In 1968, Brookline artist Harriet Casdin-Silver attended a talk on holography by physicist Raoul van Ligten that would change her career.
“I had been at a meeting in Boston where the head of the optical department of American Optical spoke,” she told me a couple weeks ago. “This is a long time ago. He showed little four-by-five holograms with a laser, not with a light. You could barely see it. You had to twist and turn. I thought a three-dimensional medium would be a strong political force.”
Her idea was to use this alluring new medium to draw people into her political statements – in particular, feminist ones. So she visited American Optical Laboratories in Framingham.
“I went actually to borrow a laser, I wasn’t going to try to do holography. Very lovely Raoul van Ligten invited me in to do holography. When I first started, there were only a couple days during a week [that she could work there]. Then I couldn’t be there for six to eight weeks. They would call me to tell me when I could come. The lab was being used for science. Raoul had the heart of an artist. He’d done a lot of photography.”
So as van Ligten advanced up the company hierarchy, he arranged for her to have daily use of one lab. The legacy of that decision is evident in a small exhibit by the now 82-year-old Casdin-Silver at Gallery Naga through March 24. (Here’s my preview.) DeCordova Museum curator Nick Capasso trumpeted her as “America’s foremost art holographer” and “a pioneer of the art-and-technology movement of the second half of the twentieth century” when the museum mounted a retrospective of her work in 1998.

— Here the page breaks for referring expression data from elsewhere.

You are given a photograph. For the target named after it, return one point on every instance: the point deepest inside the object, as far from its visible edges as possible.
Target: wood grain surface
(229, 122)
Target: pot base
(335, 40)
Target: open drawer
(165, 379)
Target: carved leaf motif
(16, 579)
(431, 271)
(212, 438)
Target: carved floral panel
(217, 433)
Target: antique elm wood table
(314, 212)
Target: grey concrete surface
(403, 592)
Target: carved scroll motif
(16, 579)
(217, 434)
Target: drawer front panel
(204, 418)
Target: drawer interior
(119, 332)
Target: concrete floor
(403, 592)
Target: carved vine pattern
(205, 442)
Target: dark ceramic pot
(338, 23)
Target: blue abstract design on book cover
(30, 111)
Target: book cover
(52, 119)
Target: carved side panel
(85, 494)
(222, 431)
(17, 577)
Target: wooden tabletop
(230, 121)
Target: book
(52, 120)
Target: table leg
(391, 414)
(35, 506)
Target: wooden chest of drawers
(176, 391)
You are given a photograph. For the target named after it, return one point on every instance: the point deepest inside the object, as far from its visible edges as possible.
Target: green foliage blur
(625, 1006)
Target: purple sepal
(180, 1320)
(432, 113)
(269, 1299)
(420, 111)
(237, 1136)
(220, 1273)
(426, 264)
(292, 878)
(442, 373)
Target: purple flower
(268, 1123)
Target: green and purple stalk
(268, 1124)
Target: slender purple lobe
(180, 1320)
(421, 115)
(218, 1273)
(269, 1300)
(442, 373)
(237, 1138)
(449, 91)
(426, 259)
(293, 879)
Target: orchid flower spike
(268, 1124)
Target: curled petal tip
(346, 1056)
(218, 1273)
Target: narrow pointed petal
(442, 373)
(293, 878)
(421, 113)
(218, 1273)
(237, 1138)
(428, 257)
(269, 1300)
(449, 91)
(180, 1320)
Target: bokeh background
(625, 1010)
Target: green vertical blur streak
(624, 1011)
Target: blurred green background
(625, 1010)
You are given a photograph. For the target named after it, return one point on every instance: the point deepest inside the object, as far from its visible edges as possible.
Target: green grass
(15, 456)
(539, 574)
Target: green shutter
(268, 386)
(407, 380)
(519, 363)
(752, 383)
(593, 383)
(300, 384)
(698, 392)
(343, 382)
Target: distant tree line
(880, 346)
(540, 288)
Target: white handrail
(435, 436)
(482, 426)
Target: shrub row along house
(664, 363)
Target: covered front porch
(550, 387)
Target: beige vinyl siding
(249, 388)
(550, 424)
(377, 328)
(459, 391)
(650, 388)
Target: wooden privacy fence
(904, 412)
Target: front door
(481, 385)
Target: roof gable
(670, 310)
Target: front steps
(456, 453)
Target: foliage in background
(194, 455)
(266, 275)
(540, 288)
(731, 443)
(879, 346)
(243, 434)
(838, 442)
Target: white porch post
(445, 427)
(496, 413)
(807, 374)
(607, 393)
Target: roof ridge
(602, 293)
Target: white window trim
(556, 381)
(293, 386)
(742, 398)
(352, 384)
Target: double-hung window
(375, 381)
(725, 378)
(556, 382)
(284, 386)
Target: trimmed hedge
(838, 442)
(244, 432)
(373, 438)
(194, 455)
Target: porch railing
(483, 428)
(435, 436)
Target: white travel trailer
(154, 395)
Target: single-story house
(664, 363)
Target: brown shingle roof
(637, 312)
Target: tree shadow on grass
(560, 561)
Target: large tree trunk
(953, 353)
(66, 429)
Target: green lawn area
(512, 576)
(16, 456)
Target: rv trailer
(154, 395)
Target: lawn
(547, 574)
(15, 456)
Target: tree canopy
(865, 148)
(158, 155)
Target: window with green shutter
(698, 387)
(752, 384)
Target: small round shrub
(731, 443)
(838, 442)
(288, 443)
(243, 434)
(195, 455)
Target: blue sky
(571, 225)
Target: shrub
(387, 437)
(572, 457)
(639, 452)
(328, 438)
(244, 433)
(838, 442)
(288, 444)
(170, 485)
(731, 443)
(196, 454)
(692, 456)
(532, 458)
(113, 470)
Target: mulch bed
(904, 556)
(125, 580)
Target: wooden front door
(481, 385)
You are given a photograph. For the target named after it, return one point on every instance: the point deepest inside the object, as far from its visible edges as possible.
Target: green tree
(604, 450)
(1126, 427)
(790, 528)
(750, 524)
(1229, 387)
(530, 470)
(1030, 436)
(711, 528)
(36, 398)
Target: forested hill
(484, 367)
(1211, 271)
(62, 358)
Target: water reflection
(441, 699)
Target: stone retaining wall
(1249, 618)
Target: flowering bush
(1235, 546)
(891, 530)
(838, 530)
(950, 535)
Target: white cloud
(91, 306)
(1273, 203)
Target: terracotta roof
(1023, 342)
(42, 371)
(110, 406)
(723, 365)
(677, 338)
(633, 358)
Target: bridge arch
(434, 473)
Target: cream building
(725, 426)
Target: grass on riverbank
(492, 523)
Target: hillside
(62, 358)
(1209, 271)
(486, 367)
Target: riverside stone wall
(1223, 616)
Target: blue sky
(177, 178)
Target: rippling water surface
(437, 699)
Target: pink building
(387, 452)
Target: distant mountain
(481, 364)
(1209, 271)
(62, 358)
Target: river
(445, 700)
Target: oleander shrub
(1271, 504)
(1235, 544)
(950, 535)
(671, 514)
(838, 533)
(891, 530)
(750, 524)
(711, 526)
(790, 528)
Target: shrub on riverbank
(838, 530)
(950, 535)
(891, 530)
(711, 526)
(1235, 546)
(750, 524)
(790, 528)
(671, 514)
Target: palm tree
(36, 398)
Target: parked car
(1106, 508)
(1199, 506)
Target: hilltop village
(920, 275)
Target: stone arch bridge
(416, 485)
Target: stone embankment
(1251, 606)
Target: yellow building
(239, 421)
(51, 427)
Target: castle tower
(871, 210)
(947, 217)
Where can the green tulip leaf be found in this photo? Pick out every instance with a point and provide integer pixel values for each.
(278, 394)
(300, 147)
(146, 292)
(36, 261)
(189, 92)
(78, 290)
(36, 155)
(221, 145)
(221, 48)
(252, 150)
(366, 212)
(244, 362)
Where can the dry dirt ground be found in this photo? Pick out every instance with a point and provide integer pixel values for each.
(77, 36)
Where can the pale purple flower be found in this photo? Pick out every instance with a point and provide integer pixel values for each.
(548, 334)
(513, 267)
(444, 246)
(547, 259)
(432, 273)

“A lot of people use light to get technical effects,” Casdin-Silver told me. “That was never my mission. My mission was to help women grow in every way – psychologically, sociologically, and in believe in themselves. And I taught too so I did reach a lot of women.”
The show includes a handful of holograms of curled up nude men and women from the early 1990s. (At top, “Kathryn of Orange” 1995.) They’re astonishing technically, the effect is something akin to hyper-realist sculpture, but these pieces don’t speak much beyond that. Casdin-Silver also presents four recent photographs – a nearly nude self-portrait (at left, “80+1,” 2007), a photo of an art historian friend seated naked and curled in on herself (at bottom, “Sarah,” 2006), and photos of her college-age granddaughter. The photos feel, well, flat.
“I had a yen to do something different. And then when my granddaughter offered to pose for me I decided to go this route,” she said. “I would not have asked her to pose nude. But when she offered I couldn’t resist. This image ["Rebecca," 2007] is what I want women to be: strong, solid, vivacious, she could handle anything.”
(Best awkward interview moment: What does a man say when an 82-year-old lady asks how beautiful are her photos of her naked college-age granddaughter?)
The new images were shot in her Fort Point studio. “Unfortunately that area is going condo. So after being there since 1985, I’m going to have to move next year. I may just quit," Casdin-Silver said. "But I can’t quit. My work keeps me going.”
Harriet Casadin-Silver, Gallery Naga, 67 Newbury St., Boston, March 2 to 24, 2007.